This week marks the 100th anniversary of a major turning point in the rise of Nazi dictator Adolf Hitler. The events that took place in Munich on November 8 and 9, 1923, while unsuccessful in the immediate sense, went on to shape German history — and, with it, the course of the 20th century.
At the time, Hitler was just one of several extremist leaders in Germany, or the Weimar Republic as it was known then. Few could foresee that, within a decade, he and the Nazi party he led would take over the country. They would lead Europe into another world war that included Germany's extermination of millions of Jews and members of other groups in the Holocaust.
A fateful day in Munich
Hitler had at least some of those ambitions in mind in 1923. On the evening of November 8, he led around 2,000 supporters to the Bürgerbräukeller, a beer hall in central Munich. Members of the Bavarian government and other prominent public figures had gathered there to mark the anniversary of the 1918 revolution, which ended the German empire under the Kaiser and led to the Weimar Republic.

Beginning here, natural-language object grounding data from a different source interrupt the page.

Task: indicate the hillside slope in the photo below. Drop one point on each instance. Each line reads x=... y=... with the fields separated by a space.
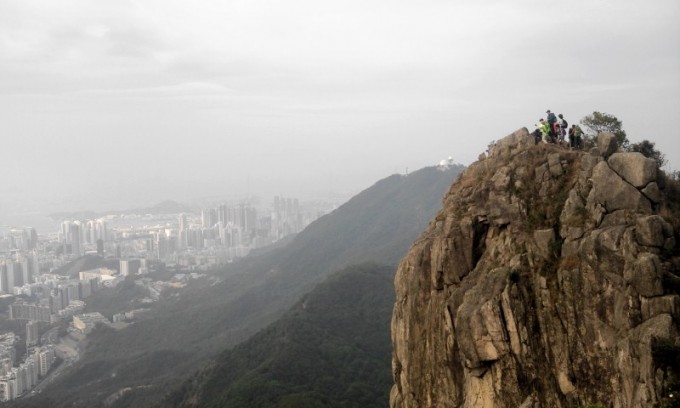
x=549 y=279
x=332 y=349
x=181 y=332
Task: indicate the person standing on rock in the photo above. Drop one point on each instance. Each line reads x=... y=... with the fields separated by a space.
x=552 y=119
x=563 y=127
x=575 y=137
x=544 y=130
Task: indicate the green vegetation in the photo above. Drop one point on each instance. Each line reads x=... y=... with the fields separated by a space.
x=332 y=349
x=186 y=328
x=600 y=122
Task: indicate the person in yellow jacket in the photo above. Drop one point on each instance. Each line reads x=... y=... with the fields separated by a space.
x=544 y=127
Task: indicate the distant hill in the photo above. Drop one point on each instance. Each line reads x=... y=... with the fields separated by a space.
x=332 y=349
x=181 y=332
x=85 y=263
x=164 y=207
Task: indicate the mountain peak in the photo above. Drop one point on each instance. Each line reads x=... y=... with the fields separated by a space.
x=542 y=282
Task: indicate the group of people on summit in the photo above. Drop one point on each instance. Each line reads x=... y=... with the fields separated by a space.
x=553 y=129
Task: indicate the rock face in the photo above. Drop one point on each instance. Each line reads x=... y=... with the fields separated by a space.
x=539 y=284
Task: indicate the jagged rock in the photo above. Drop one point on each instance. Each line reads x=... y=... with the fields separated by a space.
x=544 y=239
x=644 y=275
x=610 y=191
x=607 y=144
x=650 y=231
x=495 y=309
x=653 y=192
x=554 y=164
x=634 y=168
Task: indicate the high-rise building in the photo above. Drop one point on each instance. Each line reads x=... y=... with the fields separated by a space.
x=124 y=267
x=32 y=333
x=75 y=239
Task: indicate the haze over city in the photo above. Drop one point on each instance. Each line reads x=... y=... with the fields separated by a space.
x=116 y=104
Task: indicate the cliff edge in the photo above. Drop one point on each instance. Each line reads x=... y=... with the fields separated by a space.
x=546 y=280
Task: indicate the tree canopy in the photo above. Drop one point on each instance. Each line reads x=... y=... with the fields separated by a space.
x=603 y=122
x=648 y=150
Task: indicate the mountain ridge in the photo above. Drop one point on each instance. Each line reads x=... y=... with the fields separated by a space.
x=543 y=282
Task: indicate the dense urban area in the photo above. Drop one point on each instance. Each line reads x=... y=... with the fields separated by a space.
x=43 y=291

Hitler hoped to pressure the leaders there into fulfilling their own coup desires. Bavaria was already at odds with national authorities. A state of emergency was in place and the state leader, Gustav Ritter von Kahr, acted with absolute power. If Hitler succeeded, he could have mustered the support to march on Berlin and replace the fledgling parliamentary democracy with a far-right dictatorship.
His would-be co-conspirators, however, started to back out and "nothing went as planned," Wolfgang Niess, a historian and author of a new book about the events, told public broadcaster, DLF.

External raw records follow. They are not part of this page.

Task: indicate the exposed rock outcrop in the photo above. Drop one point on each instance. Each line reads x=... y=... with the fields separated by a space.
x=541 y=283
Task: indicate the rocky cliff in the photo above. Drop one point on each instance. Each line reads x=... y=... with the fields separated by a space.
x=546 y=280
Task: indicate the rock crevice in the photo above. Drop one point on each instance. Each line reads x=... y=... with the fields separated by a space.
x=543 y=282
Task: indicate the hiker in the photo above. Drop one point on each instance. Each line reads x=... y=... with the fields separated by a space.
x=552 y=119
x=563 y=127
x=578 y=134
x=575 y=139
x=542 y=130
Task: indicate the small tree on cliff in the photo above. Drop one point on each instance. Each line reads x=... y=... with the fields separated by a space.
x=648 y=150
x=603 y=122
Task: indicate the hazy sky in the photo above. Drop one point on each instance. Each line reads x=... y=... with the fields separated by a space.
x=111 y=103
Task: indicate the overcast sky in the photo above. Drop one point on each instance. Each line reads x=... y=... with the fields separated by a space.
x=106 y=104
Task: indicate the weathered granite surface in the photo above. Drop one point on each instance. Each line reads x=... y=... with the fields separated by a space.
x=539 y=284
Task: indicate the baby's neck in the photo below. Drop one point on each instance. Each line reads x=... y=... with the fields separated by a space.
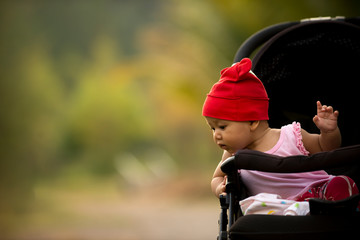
x=265 y=138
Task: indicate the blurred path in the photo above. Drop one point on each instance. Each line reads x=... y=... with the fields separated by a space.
x=172 y=211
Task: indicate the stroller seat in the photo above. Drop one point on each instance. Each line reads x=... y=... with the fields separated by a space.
x=300 y=63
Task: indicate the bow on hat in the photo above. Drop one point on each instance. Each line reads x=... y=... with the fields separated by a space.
x=238 y=96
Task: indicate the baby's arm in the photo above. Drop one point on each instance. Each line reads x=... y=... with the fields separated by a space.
x=218 y=182
x=329 y=137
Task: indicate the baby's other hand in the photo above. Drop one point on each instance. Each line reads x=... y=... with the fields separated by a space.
x=326 y=118
x=221 y=188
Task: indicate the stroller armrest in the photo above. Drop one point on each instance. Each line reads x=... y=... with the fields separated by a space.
x=255 y=160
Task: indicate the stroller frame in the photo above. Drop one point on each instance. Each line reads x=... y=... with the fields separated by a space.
x=340 y=39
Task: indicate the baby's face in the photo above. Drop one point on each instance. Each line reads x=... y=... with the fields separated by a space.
x=230 y=135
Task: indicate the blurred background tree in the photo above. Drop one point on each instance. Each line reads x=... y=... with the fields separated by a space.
x=83 y=83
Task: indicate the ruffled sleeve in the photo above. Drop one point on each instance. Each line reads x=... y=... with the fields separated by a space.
x=298 y=136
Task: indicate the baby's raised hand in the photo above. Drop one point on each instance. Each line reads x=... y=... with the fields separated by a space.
x=326 y=118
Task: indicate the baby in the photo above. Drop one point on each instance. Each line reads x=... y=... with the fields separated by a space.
x=236 y=109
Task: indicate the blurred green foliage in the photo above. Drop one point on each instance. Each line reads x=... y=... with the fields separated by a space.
x=82 y=82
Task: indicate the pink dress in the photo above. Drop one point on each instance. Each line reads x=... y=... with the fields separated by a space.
x=287 y=185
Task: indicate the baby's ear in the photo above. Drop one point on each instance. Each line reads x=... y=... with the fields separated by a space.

Following the overnight occupation of the beer hall, Hitler led the putschists to the Feldherrnhalle, an 18th-century memorial honoring the Bavarian army, but they "didn't have concrete goals," Niess said.
As they moved through central Munich, they met Bavarian police and military forces. An exchange of gunfire led to the deaths of at least 14 Nazis and four police officers. The coup was over. Hitler was lightly injured and arrested a few days later. Though sentenced to five years in prison for high treason, he was released on probation barely more than a year after the coup attempt.
Hitler's co-conspirator, General Erich Friedrich Wilhelm Ludendorff, was acquitted. The former general had a history of challenging Weimar's fragile rule of law and spreading the antisemitic lie that Jews and Marxists were responsible for Germany's defeat in World War I.
Perfect conditions for the putsch
Hitler did not take over Germany that day, but the failure succeeded in emboldening him. During his short time in prison, he began writing "Mein Kampf," an autobiography that laid out his fascist vision. The book became a rallying cry for his burgeoning party, which shifted tactics from trying to seize power illegally to taking it legitimately from within. In the years following the putsch effort, the Nazis gained support at the ballot box across the country.
The coup attempt came at a time of crushing instability in Germany. The central Weimar government was weak. Officials were assassinated and state authority was threatened by violent forces on the left and right. Hyperinflation ravaged the economy and unemployment was widespread, especially among war veterans who knew how to fight.
Germany's capitulation to Allied forces in World War I was a fresh memory and a national humiliation. The Treaty of Versailles, which compelled Germany to pay war reparations, was salt in that wound and added pressure on the country's prospects.
It was a powder keg that Hitler and his Nazis were able to light. Though hardly the only domestic threat that Weimar faced, their coup attempt and subsequent rise to power was no accident of history.
"Without the 'helping hands' of numerous monarchists, reactionary veterans, influential nationalist voices and political terrorists in the Bavarian metropolis, Hitler's rise through 1923 would have been impossible," Daniel Siemens, a historian, wrote in the FAZ, a German newspaper, reviewing Niess' book.
Though the Nazi party was banned immediately following the coup attempt, a like-minded party popped up in its place. It won 30% of the vote in Bavarian state elections the following year, and it wouldn't be long before the Nazis themselves were back with Hitler at the helm.
Lessons for today
The putsch, and the broader Nazi experience it is part of, strongly impacts the country, its laws and its institutions until today. Yet dangers remain. The right-wing populist party, the Alternative for Germany (AfD), is enjoying record support in polls. It placed a distant second in last month's state elections in Hesse, in western Germany, and may do even better when eastern states hold elections next year.
In Bavaria, which Hitler called home and used as a staging ground for his eventual rise to national power, more than 30% of voters last month went for the AfD or the Free Voters — another populist, right-wing party. While the former remains a political pariah that other parties say they refuse to work with, the latter supports the ruling conservative Christian Social Union in the Bavarian state government.
For some historians and political observers, that kind of cooperation carries echoes of the past, and with them a dispiriting sense of deja vu.
"If you know what led Germany to ruin a hundred years ago, then you can strengthen Europe and prevent new disasters," Jutta Hoffritz, a journalist who has also written about Hitler's coup attempt, told DLF. "That's why it pays to take a closer look at 1923."